Note that I’m not saying “no-carb” or even “extremely low-carb,” though those strategies can be helpful for some people. For myself, I try to stay below 100 grams of carbs per day. And when my carbs get out of whack, it can take me a week or more to get them back under control.
Intermittent Fasting / Time Restricted Eating
I also used intermittent fasting, or time restricted eating, as part of my weight loss plan. Again, some believe this to be hooey and instead recommend eating six meals a day. That would never work for me, so I’ll explain what did and WHY it helped me.
With this style of eating, you eat all of your calories for the day in a specific window of time, such as eight hours. This worked well for me because I would simply skip breakfast, which is much easier to do when carbs are under control, then I would eat all of my food for the day between noon and 8 p.m.
Why? Because 1700 calories spread out over six “meals” makes for minuscule amounts of food. But 1700 calories spread out over two meals and maybe a snack makes for a satisfactory amount of food. This means that while I was occasionally hungry before lunch, I was completely satisfied the rest of the day, which made it much easier to stick to the plan.
I’ve read a lot about why counting calories is bad and doesn’t work. And I do believe absolutely that there are more important things in dieting than counting calories, which is why I list this one last!
But I’m still listing it, and here’s why: It’s an easy way to determine how much food it is okay to eat each day. And counting calories–EVERY calorie, EVERY day–keeps us honest about our diet and conscious of exactly how bad a decision that candy bar might be. (And keep in mind, I’m not saying that the candy bar is ALWAYS a bad idea, only that sometimes, it is.)
I used a program which calculated my caloric needs each day based on how much exercise I did that day and what my current weight was, but you can also figure out your Base Metabolic Rate with an online calculator and get an average of how much to eat each day.

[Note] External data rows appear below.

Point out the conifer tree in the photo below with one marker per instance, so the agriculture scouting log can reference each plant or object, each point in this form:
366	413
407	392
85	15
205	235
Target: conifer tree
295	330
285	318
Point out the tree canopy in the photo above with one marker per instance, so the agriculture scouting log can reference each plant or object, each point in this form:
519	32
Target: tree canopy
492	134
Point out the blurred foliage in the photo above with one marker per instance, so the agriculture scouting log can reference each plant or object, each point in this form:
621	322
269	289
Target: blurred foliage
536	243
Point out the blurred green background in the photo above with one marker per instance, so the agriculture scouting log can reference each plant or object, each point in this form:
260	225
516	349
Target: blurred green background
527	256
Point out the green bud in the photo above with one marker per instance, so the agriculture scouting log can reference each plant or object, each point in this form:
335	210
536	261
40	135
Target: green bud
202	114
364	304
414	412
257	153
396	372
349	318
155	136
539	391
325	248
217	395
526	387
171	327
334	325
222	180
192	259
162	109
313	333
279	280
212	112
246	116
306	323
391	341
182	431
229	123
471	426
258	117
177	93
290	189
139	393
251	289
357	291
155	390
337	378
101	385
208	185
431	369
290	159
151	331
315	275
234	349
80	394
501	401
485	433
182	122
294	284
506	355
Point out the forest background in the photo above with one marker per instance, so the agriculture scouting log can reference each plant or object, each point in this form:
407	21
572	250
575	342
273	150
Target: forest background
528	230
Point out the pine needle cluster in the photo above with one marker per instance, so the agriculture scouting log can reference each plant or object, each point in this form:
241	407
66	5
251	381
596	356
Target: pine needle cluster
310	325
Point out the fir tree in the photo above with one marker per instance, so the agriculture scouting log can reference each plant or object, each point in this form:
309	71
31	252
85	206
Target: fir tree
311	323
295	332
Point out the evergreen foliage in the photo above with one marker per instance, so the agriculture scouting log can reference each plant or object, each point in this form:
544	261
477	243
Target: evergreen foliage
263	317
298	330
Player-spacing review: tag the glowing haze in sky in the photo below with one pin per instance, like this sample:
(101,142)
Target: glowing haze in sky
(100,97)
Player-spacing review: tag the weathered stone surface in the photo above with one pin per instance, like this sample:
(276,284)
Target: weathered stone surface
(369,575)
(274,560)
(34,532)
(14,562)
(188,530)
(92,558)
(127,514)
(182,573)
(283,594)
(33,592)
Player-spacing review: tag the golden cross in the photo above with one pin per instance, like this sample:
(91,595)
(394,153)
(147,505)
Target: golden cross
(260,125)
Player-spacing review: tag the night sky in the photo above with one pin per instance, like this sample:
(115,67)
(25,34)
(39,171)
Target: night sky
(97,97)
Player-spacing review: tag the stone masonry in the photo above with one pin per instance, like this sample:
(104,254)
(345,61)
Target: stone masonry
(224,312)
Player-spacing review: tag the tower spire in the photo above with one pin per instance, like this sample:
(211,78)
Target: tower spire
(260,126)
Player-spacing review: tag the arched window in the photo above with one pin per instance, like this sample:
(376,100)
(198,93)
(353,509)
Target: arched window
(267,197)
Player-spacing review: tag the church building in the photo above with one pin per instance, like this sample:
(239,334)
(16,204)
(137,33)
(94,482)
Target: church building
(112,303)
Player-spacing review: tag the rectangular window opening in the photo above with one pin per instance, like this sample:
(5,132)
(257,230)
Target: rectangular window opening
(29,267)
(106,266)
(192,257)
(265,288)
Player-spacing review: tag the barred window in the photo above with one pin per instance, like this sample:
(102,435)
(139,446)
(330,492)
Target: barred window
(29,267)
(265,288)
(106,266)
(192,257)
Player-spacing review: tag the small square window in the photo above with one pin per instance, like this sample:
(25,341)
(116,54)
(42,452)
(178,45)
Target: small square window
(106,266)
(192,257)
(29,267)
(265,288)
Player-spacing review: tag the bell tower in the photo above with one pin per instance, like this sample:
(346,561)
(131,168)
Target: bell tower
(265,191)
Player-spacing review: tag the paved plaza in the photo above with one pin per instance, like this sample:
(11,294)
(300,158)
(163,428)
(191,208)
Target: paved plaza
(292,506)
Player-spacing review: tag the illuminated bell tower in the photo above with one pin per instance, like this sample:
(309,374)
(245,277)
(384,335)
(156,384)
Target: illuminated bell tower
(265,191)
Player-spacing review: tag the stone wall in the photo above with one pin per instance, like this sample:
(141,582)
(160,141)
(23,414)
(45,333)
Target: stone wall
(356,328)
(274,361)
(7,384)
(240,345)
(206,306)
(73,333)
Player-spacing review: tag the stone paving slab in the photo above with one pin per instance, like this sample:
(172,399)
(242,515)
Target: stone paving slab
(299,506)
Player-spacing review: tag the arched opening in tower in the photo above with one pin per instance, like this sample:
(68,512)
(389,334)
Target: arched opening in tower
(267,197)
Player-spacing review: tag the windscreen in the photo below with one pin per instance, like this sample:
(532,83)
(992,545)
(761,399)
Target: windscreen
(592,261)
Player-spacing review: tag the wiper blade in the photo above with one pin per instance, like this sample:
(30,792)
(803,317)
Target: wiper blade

And it is AN AVERAGE. My calories fluctuated each day. Most say that you shouldn’t go lower than 25% below your caloric needs, but this doesn’t have to be a strict amount per day; think of it on a weekly basis, and then there’s some wiggle room. During one period of nine days when I lost about three pounds, I had three very low calorie days, three moderately low calorie days, and three “high” calorie days when I ate close to the maximum number of calories necessary per day.
Keeping the Weight Off
I’ve kept the weight off for more than a year now. Mostly. I did gain five pounds during the move to Hawaii, but I followed the plan again, and it dropped right off–and this time, I didn’t have to track my food carefully, though I often have a running caloric total for the day going in the back of my mind. But I don’t have any foods which are “no, never” foods because of calories, though they may be “not today” foods.
And that’s possibly the most important thing I learned during my weight loss year: I don’t have to eat perfectly all the time. I just have to make more good decisions than bad on average.